Karena alasan inilah kita harus belajar menghadapi konflik, ketimbang hanya berharap konflik itu tidak menghalangi rencana kita dan mengganggu hubungan kita dengan orang lain. Oleh karena itu, waktu dan upaya yang terlibat dalam mempelajari bagaimana menangani konflik secara positif dan konstruktif merupakan investasi penting dan berharga dari sumber daya pribadi dan organisasi.

Lalu bagaimana dengan birokrasi? Sebagai sebuah institusi yang mengumpulkan banyak orang dengan berbagai ide dan kepentingan, tentunya dalam birokrasi juga rentan terjadi konflik. Dengan demikian, bagi para birokrat, pemahaman tentang konflik berikut ini juga merupakan sebuah kebutuhan.

Bukan Sesuatu yang Perlu Dihindari

Bahwa konflik adalah masalah dan sesuatu yang harus dihindari dengan segala cara, adalah sebuah anggapan umum yang keliru.
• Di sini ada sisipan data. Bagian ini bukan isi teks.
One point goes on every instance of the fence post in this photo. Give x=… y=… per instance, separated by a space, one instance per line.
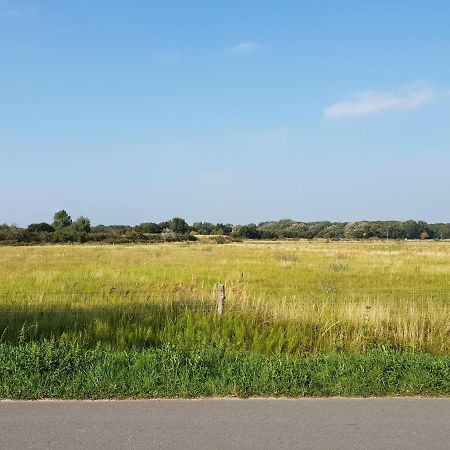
x=221 y=305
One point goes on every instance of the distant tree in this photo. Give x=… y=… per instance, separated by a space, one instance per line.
x=148 y=227
x=61 y=219
x=82 y=225
x=41 y=227
x=249 y=231
x=178 y=225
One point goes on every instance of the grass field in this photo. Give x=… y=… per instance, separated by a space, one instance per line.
x=299 y=299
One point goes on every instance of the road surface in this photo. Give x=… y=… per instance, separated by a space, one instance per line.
x=336 y=423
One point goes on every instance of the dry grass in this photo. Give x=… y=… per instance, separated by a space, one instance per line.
x=348 y=294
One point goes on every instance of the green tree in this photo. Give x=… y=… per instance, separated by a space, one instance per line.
x=61 y=220
x=178 y=225
x=82 y=225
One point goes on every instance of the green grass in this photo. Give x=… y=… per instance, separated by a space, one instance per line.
x=58 y=370
x=303 y=318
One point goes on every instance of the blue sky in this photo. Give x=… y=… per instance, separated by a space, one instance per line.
x=233 y=111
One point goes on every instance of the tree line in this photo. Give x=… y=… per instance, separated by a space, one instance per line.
x=65 y=230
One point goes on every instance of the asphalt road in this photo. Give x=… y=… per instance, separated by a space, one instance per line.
x=384 y=423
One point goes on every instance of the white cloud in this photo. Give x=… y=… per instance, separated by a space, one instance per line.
x=372 y=102
x=243 y=48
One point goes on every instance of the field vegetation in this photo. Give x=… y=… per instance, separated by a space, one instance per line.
x=289 y=304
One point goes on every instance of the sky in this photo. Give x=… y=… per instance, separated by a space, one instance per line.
x=224 y=111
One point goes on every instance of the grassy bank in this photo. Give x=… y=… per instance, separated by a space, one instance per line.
x=58 y=370
x=302 y=318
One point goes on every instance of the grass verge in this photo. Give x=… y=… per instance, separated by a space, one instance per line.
x=68 y=370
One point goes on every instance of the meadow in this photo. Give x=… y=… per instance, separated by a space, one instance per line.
x=294 y=300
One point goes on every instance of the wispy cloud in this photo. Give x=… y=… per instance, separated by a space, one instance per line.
x=273 y=134
x=373 y=102
x=244 y=48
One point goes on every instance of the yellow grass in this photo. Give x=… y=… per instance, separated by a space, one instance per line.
x=395 y=290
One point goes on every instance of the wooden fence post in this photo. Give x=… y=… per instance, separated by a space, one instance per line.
x=221 y=305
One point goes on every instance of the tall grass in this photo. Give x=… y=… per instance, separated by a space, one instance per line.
x=292 y=298
x=61 y=370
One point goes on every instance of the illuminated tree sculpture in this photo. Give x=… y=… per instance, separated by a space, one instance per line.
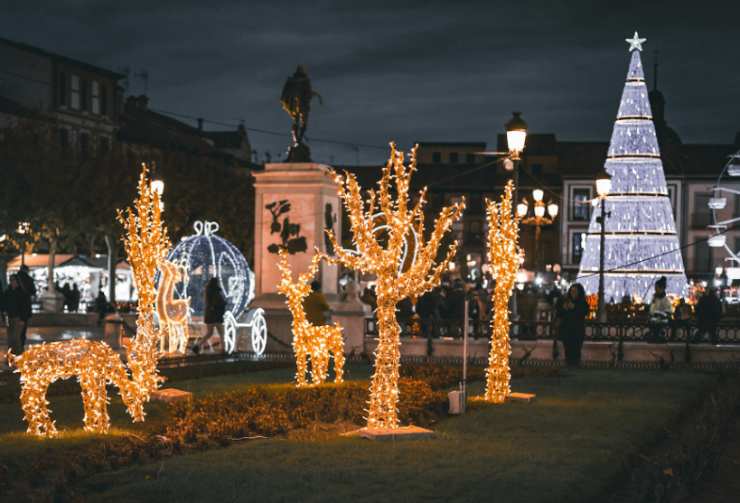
x=641 y=240
x=383 y=254
x=316 y=342
x=94 y=363
x=503 y=256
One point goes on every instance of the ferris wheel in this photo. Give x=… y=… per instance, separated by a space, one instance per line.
x=727 y=186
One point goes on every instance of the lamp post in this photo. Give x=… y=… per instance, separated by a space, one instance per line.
x=538 y=219
x=516 y=138
x=603 y=186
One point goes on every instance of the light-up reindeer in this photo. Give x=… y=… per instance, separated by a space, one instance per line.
x=173 y=313
x=94 y=363
x=316 y=342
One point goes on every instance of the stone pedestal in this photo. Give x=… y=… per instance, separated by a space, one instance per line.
x=294 y=204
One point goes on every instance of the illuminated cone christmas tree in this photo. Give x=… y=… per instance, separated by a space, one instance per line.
x=641 y=240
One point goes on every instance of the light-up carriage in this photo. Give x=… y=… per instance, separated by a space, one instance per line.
x=205 y=255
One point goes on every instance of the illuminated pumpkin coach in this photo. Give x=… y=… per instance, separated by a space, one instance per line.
x=206 y=255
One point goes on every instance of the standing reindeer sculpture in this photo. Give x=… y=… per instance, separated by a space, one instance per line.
x=94 y=363
x=316 y=342
x=174 y=314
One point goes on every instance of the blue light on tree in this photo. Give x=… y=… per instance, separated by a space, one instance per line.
x=641 y=240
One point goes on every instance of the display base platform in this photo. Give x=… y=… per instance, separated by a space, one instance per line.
x=521 y=397
x=169 y=395
x=402 y=433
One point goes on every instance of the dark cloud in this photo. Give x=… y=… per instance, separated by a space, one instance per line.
x=406 y=70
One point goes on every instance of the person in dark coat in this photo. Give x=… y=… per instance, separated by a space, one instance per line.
x=101 y=306
x=708 y=314
x=17 y=305
x=29 y=287
x=213 y=316
x=74 y=297
x=572 y=310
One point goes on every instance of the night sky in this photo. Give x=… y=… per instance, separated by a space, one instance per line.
x=405 y=70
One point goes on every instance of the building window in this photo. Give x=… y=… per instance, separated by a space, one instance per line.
x=580 y=209
x=103 y=100
x=576 y=247
x=85 y=95
x=702 y=215
x=63 y=89
x=84 y=145
x=74 y=94
x=703 y=258
x=95 y=97
x=103 y=145
x=63 y=138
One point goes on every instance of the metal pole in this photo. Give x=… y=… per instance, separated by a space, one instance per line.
x=514 y=308
x=464 y=384
x=602 y=239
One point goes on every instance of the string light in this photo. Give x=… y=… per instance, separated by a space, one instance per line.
x=316 y=342
x=503 y=256
x=381 y=254
x=94 y=363
x=174 y=314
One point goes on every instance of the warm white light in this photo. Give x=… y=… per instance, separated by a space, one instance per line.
x=158 y=187
x=603 y=186
x=717 y=241
x=717 y=203
x=516 y=140
x=732 y=273
x=539 y=210
x=522 y=208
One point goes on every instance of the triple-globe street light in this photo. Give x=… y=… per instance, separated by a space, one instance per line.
x=538 y=219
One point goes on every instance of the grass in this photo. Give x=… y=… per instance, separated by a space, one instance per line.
x=568 y=445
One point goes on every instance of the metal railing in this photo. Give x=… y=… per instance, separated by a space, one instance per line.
x=639 y=330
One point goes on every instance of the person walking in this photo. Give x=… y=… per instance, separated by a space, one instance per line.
x=74 y=297
x=316 y=307
x=213 y=316
x=17 y=304
x=661 y=311
x=682 y=318
x=708 y=314
x=572 y=310
x=101 y=306
x=29 y=287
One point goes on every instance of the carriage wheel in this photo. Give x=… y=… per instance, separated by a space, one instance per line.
x=259 y=333
x=229 y=332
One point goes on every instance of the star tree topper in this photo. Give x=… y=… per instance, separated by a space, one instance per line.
x=635 y=42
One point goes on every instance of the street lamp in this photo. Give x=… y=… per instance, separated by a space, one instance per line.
x=603 y=187
x=538 y=219
x=516 y=135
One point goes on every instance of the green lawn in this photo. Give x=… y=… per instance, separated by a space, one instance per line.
x=566 y=446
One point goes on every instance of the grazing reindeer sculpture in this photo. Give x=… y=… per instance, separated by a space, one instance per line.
x=309 y=340
x=173 y=313
x=94 y=363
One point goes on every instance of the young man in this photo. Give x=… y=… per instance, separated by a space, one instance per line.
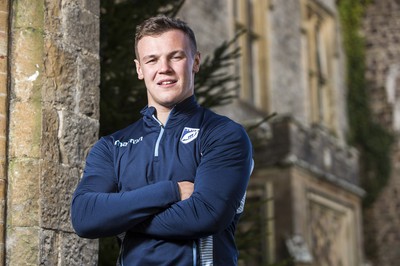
x=172 y=183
Anggapan umum bahwa konflik sangat merusak sehingga tujuan dari manajemen yang baik adalah meminimalkan gesekan. Pendapat ini adalah pendekatan yang terlalu sederhana untuk subjek manajemen konflik yang kompleks.

Konflik adalah ketidaksepakatan alami yang dihasilkan dari individu atau kelompok yang berbeda dalam sikap, keyakinan, nilai, atau kebutuhan. Konflik ada di mana-mana, dan kita tampaknya kesulitan menghadapinya. Bahkan, dalam banyak kasus kita menghindarinya.

Begitu kita memahami bahwa konflik itu normal dan tidak boleh dihindari, resolusi itu sendiri menjadi lebih normal dan merupakan bagian dari keterampilan yang kita butuhkan dalam masyarakat dan dalam komunitas yang kita minati, yang kita sebut organisasi.

Masyarakat tempat kita hidup terdiri dari berbagai latar belakang, cara pandang, dan pendekatan terhadap kehidupan. Oleh karena itu, tidak mengherankan bahwa konflik ditetapkan sebagai bagian tak terpisahkan dari kehidupan kita sehari-hari.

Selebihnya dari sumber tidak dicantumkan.